What are they?  I don’t know the arguments right now well enough to recommend, but I know such arguments exist and I would stand with the fiscally responsible ones.  Tice and I agree this time.  I also appreciate his writing as a baby boomer and as one who calls for action.

Douthat read this Pew report on the millennials and concluded (though you have to read between his weasel words) that civilization as we know it is doomed.  This is a favorite conservative argument when societal trends point toward things they don’t like, in this instance, more individualism.

I don’t agree with Douthat.  Conservatives like to place individualism as an ethos over against communitarianism, the former eroding the latter until we’re all small, armed, loosely affiliated gangs.  The reality is much more complicated.  Individualism does not go over against communitarianism.

As an existentialist I believe we are each in this world alone, that our individuality is inescapable and incapable of being increased by any sort of belief or action.  Individualism is a definition of what it means to be human.  As an existentialist, I also know that we can recognize the remarkable affinity we share with others of our species.  And more, with a land ethic like Aldo Leopolds, we can recognize and act on the remarkable affinity we share with all of the natural world, animate and inanimate.  We are, after all, stardust.

Thus, the signal act of the aware universe (that is, you and me), is to bridge the abyss between the depths of one person and that of others, to acknowledge our solidarity as a creature aware of its own death.  We are all, as Camus said, in the river rushing toward our end, and we are in the river together.  It is this common bond we share that makes us compassionate toward the other and makes us want to ease their burdens in this one lifetime.
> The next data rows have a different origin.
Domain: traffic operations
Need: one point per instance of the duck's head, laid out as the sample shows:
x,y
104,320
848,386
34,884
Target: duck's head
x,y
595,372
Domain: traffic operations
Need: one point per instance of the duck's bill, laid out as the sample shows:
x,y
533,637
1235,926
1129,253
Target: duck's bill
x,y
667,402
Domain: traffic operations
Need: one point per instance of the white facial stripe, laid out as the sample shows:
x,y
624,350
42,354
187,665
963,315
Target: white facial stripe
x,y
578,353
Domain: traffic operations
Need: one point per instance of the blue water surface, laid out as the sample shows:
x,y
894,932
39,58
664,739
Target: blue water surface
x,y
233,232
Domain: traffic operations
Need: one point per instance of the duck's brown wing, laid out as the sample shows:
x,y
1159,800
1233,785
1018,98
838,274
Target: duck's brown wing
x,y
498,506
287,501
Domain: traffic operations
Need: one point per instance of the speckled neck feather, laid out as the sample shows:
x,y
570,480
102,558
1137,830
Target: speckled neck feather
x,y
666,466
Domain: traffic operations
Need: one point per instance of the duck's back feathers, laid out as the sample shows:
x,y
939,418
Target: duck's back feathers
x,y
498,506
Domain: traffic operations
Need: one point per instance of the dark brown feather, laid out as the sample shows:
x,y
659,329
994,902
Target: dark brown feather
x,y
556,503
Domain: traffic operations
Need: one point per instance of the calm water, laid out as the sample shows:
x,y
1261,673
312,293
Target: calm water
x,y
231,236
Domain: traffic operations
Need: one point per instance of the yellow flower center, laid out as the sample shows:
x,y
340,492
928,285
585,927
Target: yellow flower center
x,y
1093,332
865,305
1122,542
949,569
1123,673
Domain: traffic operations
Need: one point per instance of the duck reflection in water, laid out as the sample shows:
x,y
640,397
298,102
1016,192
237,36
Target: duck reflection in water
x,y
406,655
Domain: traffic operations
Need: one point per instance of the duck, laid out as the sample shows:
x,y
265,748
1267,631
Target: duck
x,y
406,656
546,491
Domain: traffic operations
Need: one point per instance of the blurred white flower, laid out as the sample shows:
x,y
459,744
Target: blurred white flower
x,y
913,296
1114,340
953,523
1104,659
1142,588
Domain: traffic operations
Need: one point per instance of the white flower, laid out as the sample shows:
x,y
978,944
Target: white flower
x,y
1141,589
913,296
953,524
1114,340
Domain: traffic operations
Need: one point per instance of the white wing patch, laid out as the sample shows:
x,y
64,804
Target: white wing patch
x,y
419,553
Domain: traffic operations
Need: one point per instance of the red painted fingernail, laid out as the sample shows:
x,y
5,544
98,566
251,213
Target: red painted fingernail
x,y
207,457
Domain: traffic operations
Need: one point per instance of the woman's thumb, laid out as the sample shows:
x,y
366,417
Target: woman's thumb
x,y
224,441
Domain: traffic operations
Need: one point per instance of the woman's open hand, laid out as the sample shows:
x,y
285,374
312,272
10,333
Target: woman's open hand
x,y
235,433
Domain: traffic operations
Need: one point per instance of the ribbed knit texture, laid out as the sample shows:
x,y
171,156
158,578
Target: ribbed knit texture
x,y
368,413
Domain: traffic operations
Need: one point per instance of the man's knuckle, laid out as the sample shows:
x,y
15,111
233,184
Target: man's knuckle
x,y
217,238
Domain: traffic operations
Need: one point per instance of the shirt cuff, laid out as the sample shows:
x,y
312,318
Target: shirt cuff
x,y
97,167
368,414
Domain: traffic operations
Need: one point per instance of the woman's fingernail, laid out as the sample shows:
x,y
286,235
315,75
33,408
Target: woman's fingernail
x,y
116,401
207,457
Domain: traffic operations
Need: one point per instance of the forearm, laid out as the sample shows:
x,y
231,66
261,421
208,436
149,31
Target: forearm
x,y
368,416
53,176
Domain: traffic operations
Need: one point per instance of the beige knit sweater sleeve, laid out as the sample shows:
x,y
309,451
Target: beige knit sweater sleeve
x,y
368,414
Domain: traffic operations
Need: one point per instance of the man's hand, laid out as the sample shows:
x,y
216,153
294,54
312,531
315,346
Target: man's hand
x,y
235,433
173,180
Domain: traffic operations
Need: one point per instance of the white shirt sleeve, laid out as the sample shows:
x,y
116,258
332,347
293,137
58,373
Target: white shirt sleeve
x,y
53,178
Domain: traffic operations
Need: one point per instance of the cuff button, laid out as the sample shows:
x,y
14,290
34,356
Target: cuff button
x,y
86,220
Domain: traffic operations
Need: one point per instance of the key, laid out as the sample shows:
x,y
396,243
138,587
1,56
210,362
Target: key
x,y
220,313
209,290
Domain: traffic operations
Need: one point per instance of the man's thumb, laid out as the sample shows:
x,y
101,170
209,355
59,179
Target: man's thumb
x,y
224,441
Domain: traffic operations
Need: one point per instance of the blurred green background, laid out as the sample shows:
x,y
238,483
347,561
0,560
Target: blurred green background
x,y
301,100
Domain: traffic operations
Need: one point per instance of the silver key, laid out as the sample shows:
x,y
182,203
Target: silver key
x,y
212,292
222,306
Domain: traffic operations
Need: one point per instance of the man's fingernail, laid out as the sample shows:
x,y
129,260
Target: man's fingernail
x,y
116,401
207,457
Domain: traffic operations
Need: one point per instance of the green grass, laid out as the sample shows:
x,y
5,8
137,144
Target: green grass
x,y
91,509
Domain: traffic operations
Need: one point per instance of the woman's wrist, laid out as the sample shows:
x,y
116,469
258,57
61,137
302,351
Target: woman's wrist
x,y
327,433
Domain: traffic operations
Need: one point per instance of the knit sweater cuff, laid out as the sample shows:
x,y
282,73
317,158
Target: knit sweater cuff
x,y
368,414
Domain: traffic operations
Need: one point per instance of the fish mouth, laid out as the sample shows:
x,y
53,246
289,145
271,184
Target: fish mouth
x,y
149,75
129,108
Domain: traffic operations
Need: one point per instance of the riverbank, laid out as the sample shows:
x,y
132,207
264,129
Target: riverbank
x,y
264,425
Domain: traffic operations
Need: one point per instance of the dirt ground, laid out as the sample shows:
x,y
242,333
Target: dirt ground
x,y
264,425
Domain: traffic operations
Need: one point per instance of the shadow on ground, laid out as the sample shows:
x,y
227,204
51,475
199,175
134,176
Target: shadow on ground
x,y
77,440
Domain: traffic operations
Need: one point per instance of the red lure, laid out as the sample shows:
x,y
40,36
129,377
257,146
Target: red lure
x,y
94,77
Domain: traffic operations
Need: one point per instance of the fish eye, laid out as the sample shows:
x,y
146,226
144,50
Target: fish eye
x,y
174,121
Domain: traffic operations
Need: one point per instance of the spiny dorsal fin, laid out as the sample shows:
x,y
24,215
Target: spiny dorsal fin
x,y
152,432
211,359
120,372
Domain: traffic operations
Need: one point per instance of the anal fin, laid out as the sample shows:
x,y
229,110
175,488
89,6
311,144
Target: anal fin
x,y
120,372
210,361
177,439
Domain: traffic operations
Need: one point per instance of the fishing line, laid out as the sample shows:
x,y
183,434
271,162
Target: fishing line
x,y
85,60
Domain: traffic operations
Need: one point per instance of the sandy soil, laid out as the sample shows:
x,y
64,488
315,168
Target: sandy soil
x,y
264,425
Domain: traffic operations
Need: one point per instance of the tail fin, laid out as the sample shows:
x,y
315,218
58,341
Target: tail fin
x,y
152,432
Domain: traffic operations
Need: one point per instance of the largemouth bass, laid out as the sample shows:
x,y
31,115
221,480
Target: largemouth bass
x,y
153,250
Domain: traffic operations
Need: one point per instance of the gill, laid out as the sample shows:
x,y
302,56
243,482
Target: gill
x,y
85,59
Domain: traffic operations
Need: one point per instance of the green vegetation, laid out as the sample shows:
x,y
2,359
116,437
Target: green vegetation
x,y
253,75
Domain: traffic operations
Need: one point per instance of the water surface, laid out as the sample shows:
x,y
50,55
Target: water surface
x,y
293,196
Now, here’s what’s really interesting in both of these columnist’s pieces today.  Both invoke a future disaster, one fiscal and the other communitarian, but both leave out the certain calamity that requires our action now, our action as a global community: mitigation and adaptation to climate change.  They both speak for the future, yet it is the heat and the storms and the floods and the rising oceans that reach from that future with the most destructive force.

Granted we have to multi-task, communities and nations can do that, though it’s very difficult for individuals.  But to bemoan the future without acknowledging the carbon in our atmosphere (so to speak) will only ensure a time in which individuals and poor old people will burn.